Archive for February, 2010


Kernel Samepage Merging (KSM) in Linux Operating System.

February 16, 2010

Kernel SamePage Merging is a recent linux kernel feature which combines identical memory pages from multiple processes into one copy on write memory region. Because kvm guest virtual machines run as processes under linux, this feature provides the memory overcommit feature to kvm so important to hypervisors for more efficient use of memory. The motivation for KSM comes from the observation that on a large machine running several virtual machines (potentially running the same OS), there are number of duplicate pages , each consuming a page of memory in the hypervisor. If pages with exactly the same content don’t change often , then sharing these pages across the various users will free up the memory for other use in the system. The ability of the hypervisor to provide more memory than is really available (via virtual memory or other means) is memory overcommit. The scope of sharing text regions (compiled code and instructions) is enormous. In a traditional operating system , text sharing happens automatically.

An overview of the design.

KSM is currently designed only to work in anonymous page. This works very well for a KVM based virtualisation environtment , since all of the memory used by the virtual machine / OS is mapped into the qemu process. For each anonymous pages scanned , the algorithm looks for a match in the stable tree. If a match is found , the page is merged with the page in the stable tree.

Kernel thread: KSM creates a kernel thread to help with merging pages with similar content in the background. This might change in the future  , and KSM might create several threads depending on the topology of the system and the total available memory.

Stability: KSM maintains two data structures – the stable and unstable tree. KSM works in multiple passes , checking to see if pages with similar content can be merged. At the end of  each pass , the unstable tree is reinitialised. A pass is a full scan of areas registered via the madvise(2) API.

User hints: The user provides hints on the address that can be considered as ‘mergeable’ using the madvise(2) system call. The KSM subsystem uses these hints to decide what virtual address space to scan for pages with duplicate content.

Conclusion , the primary user of KSM is expected to be virtualisation solutions and KVM in particular. However , KSM is designed to be generic. In short , KSM is suited for application beyond virtualisation , specifically if there is a chance of a large amount of content being the same.


Bootstrapping Fedora 12 …. A simple review……

February 12, 2010

A GNU/Linux system , in general , has three phases of booting: kernel and initrd load , system and then services initialisation.In the first phase , the bootloader (GRUB ) loads the kerneland the initial RAM drive (initrd) into the memory. In the second phase , the essential initialisation task , like a file system check , UDEV device node generation , filesystem  mounts , network initialisation , setting the hostname , date and time and other basic stuff are done. And in the third  phase, as the system enters a run level, daemons and services like cups, httpd and the like are started.

Dracut – The current incarnation of mkinitrd sucks for a variety of reasons. Fedora developers took up the charge of creating “initramfs infrastructure” that has “…as little as possible hard coded into the initramfs”. And it looks like they made it big. The Dracut architecture is event-driven and make use of a Bash shell , eliminating Nash from initrd’s picture. This has a three fold advantage over using a minimal shell or a home grown replacement.  The end result is that Nash isn’t really required any more , and it will be dropped in a future release. However , in Fedora 12 , Nash is still used in a few places including Anaconda , the system installer.

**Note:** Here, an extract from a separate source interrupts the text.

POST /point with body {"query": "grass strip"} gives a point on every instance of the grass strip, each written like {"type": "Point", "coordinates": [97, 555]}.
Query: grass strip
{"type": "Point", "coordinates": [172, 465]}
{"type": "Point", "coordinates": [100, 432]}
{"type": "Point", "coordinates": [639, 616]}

KMS and Plymouth – In simple terms , in KMS (Kernel Modesetting ) , setting the screen resolution and colour depth as well as the video memory is managed by the kernel itselft.The advantage?Here’s an easy one : the transition from the splash screen to the display manager becomes flicker free.Since the kernel itselft manages the video memory instead of the X11 video driver , in case a Kernel Oops or panic occurs , the kernel can wipe out the X11 display and then show an error message. Compare this with the pre-KMS era where it would simply freeze up the system requiring a manual reset. Plymouth has already tasted mainstream success , being included with the current Mandriva release. It is slated to replace Ubuntu’s USplash , and with all the inherent problems of Bootsplash and the fact that Plymouth can work with UMS and KMS , we should be able to see most , if not all distro switch to Plymouth to provide a graphical boot.

Well , the infrastructure is now in place. All it needs is a bit of tweaking to get it to where the system boots in less than 15 seconds . There’s this unresolved bug , which causes Plymouth to be the first job to get killed when the system is shutting down , creating a blank screen(but it’s still flicker free) and dampening the shutdown experience. This thing will be corrected once UED’s make an appearance in Fedora.That’s the only way to fix it without using what we call ugly hacks.